By Vincent Chang - 16 Jun 2008

Conclusion

Conclusion

From a technical point of view, the architecture on the new GTX 200 GPUs is not significantly different from the original GeForce 8800 GTX. Considering that the GeForce 8800 GTX represented a major shift from distinct pixel and shaders to unified shaders, it would be quite unfair to judge the GTX 200 on that basis. Perhaps in the near future, we may see another new architecture (ray tracing hybrid maybe?) but for the moment, the GTX 200 adds even more hardware, while having quite a few internal tweaks to gear it for modern games with their increasingly complex shaders.

It's like the SUV of the graphics industry, big, power guzzling when at peak performance and powerful. The price discrepancy between the GTX 280 and 260 clearly shows this to be a ultra high-end premium product.

With its stream processors increased to 240, the GeForce GTX 280 is the new flagship GPU from NVIDIA and the largest. From that alone, one can expect a performance boost, all things being equal. Of course, NVIDIA did have other enhancements to improve it further, including an extensive list of optimizations, like an increased output buffer, larger registers, increased memory bandwidth to 512-bit wide, a 1GB frame buffer size, double precision floating-point support and so on. Some of these are not easily reflected in raw performance, though it could make the GTX 280 more useful in general computing.

This seems to be NVIDIA's focus in recent times, with the company emphasizing on the growing importance of its GPUs in these parallel computing tasks. Like the GeForce 8/9 series, the new GTX 280 are CUDA capable and NVIDIA's purchase of Ageia also means that PhysX will be ported over to take advantage of these GPUs in physics processing. In short, besides its graphics prowess, getting a modern NVIDIA GPU will have such additional benefits and features and you will definitely see such capabilities on the GTX 200.

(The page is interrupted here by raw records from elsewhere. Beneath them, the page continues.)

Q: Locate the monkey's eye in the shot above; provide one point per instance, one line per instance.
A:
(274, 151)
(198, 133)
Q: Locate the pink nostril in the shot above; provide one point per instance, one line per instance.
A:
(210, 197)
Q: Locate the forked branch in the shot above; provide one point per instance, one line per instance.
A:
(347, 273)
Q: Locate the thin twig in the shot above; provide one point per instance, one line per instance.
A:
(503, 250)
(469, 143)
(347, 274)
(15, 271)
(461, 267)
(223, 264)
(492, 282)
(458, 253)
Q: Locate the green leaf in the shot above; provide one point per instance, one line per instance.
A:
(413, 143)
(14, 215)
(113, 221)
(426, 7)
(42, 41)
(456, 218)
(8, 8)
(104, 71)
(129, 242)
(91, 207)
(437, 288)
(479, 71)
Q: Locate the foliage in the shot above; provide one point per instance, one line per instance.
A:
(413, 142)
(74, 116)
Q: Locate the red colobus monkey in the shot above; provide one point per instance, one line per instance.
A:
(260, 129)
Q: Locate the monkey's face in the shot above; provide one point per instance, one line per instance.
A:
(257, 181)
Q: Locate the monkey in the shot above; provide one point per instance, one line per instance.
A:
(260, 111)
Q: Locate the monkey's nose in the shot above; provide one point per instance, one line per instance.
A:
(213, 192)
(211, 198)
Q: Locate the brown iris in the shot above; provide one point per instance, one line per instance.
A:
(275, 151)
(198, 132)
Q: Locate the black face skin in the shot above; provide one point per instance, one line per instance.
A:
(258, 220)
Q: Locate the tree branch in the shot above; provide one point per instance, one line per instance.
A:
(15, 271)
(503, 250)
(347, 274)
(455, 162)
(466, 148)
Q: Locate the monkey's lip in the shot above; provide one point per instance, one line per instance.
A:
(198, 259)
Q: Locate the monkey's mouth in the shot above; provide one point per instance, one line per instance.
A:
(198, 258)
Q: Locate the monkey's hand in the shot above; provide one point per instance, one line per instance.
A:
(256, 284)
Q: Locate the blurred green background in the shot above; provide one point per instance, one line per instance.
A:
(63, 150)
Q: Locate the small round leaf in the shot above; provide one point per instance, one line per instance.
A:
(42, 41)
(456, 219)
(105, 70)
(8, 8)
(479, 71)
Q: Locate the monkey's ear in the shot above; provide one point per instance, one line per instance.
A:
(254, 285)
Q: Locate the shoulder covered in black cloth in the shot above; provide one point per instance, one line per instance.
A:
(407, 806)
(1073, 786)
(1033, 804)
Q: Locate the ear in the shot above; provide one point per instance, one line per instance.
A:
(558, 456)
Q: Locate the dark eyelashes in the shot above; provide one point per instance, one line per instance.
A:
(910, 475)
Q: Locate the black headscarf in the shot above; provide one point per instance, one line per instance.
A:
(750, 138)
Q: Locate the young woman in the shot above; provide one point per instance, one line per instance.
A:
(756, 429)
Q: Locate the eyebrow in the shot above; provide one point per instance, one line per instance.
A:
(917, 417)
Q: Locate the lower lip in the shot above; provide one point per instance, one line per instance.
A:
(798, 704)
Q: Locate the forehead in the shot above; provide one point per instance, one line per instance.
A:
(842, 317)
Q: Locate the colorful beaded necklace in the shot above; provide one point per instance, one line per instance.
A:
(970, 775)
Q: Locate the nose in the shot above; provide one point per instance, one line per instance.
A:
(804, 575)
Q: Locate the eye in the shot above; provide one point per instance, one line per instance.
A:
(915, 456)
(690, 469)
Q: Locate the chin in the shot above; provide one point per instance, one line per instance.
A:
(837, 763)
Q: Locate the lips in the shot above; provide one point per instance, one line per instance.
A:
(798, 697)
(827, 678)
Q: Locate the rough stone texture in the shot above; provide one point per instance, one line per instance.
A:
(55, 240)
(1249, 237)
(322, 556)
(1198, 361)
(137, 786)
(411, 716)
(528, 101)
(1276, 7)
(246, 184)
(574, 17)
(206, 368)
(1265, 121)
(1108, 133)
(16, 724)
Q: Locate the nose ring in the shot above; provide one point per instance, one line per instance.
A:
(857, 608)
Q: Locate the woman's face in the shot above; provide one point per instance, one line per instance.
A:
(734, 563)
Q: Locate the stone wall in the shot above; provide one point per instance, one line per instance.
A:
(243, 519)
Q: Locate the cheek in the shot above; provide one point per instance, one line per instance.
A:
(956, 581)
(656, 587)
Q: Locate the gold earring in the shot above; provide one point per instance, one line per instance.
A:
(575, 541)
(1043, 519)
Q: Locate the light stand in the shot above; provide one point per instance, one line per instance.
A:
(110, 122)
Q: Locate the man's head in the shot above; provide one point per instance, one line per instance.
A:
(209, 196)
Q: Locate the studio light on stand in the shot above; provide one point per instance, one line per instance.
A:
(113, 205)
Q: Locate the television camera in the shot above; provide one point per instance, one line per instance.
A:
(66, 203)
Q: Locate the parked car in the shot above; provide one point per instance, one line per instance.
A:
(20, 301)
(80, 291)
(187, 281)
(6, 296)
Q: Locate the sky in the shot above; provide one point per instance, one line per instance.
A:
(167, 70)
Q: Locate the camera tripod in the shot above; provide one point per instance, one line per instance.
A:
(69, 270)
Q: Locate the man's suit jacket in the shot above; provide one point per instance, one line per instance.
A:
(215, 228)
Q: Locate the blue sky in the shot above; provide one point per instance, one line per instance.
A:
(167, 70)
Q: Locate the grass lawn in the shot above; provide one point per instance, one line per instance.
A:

When it comes to gaming performance, the GeForce GTX 280 easily justified its billing and improved over the former single GPU champion from NVIDIA, the GeForce 9800 GTX. However, when it came to some of the newer dual-GPU single-card comparisons, the newcomer has some ground to make up. Depending on the games and settings, the GeForce 9800 GX2 could be more than a match for the GTX 280 and similarly, would the Radeon HD 3870 X2 (the latter being much more 'affordable' and thus easily a consideration for many). The power management improvements alone however can be quite significant over the previous high-end GPUs and Hybrid SLI is also possible for the least power draw.

We had a peek at NVIDIA's presentation slides for the GTX 200 and in the new world order, there was no place for the GeForce 9800 GX2 at the top. It does seem likely that the GeForce 9800 GX2 will suffer the same fate as the previous GX2, replaced by a newer card. For all this, NVIDIA is asking quite the premium for its new high-end flagship, with the GTX 280 priced at a whopping US$649 at launch, far beyond any existing high-end GPUs now. By contrast, the GTX 260 will be available for US$399, which once you consider the likely performance delta between the two, looks like much better value. If getting the best is your main prerogative then the GTX 280 is exactly that, but you'll have to pay dearly for it. The key to really take advantage of the GTX 280 is cutting edge games at extreme quality settings as well as GP-GPU computing tasks, so keep these in mind and you won't be disappointed. For all other purposes and needs, the GTX 280 would easily be an overkill.